Kinerja jelek ini sebagian didorong oleh kekhawatiran bahwa Strategy mungkin perlu menjual lebih banyak Bitcoin untuk mendanai pembayaran dividen, terutama setelah membeli kembali Obligasi Senior Konvertibel 2029 senilai 1,5 miliar dolar AS, tulis QCP Capital dalam sebuah catatan.

Saham preferen tersebut dirancang untuk berfaedah sebagai mesin pencari modal di mana Strategy menjual pengaruh tersebut pada nilai nominal 100 dolar AS dan langsung membeli Bitcoin, sementara penanammodal menerima pembayaran dividen tahunan dua digit.

Namun, pengaruh tersebut belum pernah diperdagangkan di level 100 dolar AS sejak 15 Mei, nan merupakan tanggal eks-dividen untuk pembayaran bulan lalu. Di bawah nilai, perusahaan sebenarnya menghimpun modal dengan kerugian lantaran pada akhirnya kudu bayar imbal hasil efektif nan lebih tinggi. Harganya sempat ambruk di bawah 83 dolar AS pada hari Kamis.

Pihak Strategy tidak menanggapi permintaan komentar.

Strategy kudu menjual Bitcoin dalam “jumlah nan sangat besar” alias saham biasanya untuk membantu mengembalikan saham preferen ke sekitar nilai, alias mereka bakal “terus menyaksikan setiap bagian dari struktur modal Anda meleleh lantaran ketidakpastian” nan telah mereka ciptakan, kata Jeff Dorman, Chief Investment Officer di Arca.

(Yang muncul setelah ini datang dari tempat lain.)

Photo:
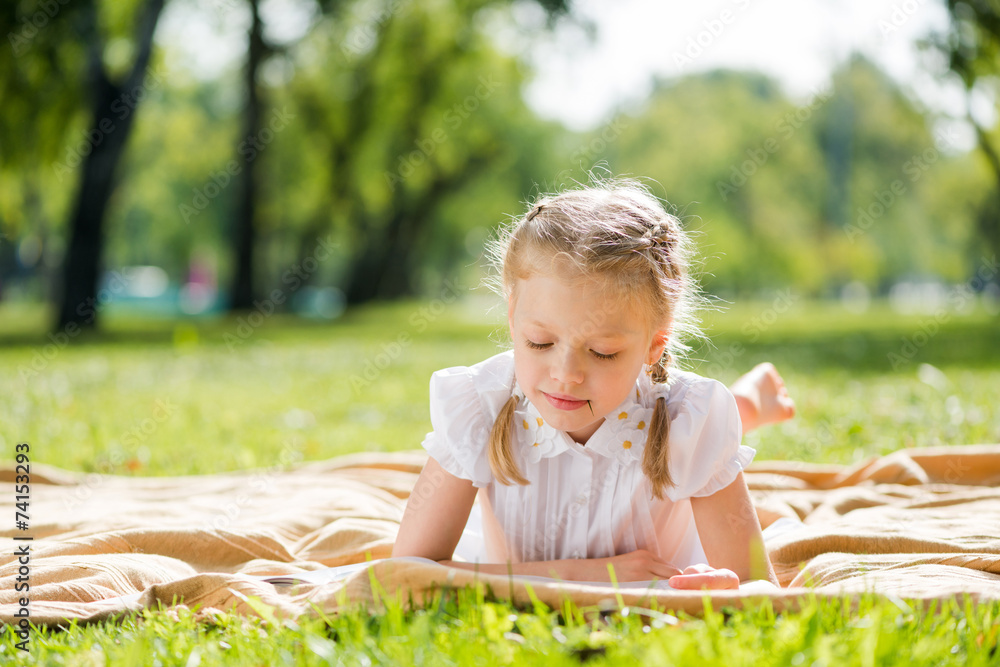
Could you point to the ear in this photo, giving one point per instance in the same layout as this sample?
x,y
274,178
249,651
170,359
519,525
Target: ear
x,y
657,345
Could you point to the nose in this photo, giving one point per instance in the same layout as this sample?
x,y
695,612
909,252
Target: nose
x,y
567,368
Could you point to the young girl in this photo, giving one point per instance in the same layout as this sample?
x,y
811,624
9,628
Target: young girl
x,y
586,447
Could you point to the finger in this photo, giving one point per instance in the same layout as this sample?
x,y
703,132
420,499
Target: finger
x,y
715,580
664,570
698,568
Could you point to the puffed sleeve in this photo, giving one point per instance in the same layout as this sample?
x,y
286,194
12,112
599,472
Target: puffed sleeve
x,y
461,426
705,433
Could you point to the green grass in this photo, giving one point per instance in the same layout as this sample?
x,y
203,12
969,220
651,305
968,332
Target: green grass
x,y
191,397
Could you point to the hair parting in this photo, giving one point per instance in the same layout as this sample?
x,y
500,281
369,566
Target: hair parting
x,y
617,230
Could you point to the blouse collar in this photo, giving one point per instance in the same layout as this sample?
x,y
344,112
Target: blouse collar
x,y
622,435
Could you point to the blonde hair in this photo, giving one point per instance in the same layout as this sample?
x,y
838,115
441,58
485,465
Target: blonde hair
x,y
618,231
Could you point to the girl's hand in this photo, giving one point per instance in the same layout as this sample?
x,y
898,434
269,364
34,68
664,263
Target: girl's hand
x,y
700,576
640,565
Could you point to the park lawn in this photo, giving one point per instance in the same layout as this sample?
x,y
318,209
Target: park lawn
x,y
196,397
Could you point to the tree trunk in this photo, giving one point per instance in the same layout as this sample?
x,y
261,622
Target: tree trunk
x,y
989,219
248,149
114,107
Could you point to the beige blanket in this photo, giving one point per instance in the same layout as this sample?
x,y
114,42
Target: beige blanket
x,y
920,524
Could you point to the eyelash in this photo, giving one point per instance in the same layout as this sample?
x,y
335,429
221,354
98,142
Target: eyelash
x,y
542,346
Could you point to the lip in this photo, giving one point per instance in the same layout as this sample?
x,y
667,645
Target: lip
x,y
564,402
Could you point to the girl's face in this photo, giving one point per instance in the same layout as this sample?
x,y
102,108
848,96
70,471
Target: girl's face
x,y
574,344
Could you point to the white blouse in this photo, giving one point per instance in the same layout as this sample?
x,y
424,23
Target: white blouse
x,y
588,501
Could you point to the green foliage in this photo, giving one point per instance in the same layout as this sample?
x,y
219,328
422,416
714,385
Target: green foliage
x,y
470,627
814,195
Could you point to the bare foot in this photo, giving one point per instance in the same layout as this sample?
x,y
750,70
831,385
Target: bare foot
x,y
762,398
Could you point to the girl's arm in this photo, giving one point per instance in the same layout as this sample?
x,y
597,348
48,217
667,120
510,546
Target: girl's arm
x,y
436,515
731,537
762,398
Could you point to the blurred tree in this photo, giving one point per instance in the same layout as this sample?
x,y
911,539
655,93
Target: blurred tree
x,y
972,48
102,40
411,104
815,194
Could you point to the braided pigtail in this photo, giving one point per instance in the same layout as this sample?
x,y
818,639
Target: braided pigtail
x,y
500,448
656,458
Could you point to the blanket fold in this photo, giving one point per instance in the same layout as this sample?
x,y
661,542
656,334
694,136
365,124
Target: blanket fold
x,y
921,523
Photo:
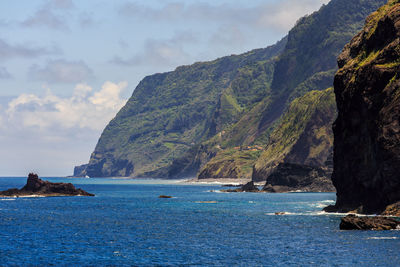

Ia mengantisipasi bahwa Strategy bakal terus menjual sejumlah mini saham biasa setiap bulannya.

Saham Strategy merosot 3,5 persen pada hari Kamis, dan telah turun sekitar 14 persen sejak nilai penutupan hari Senin. Saham tersebut telah jatuh 70 persen dalam satu tahun terakhir.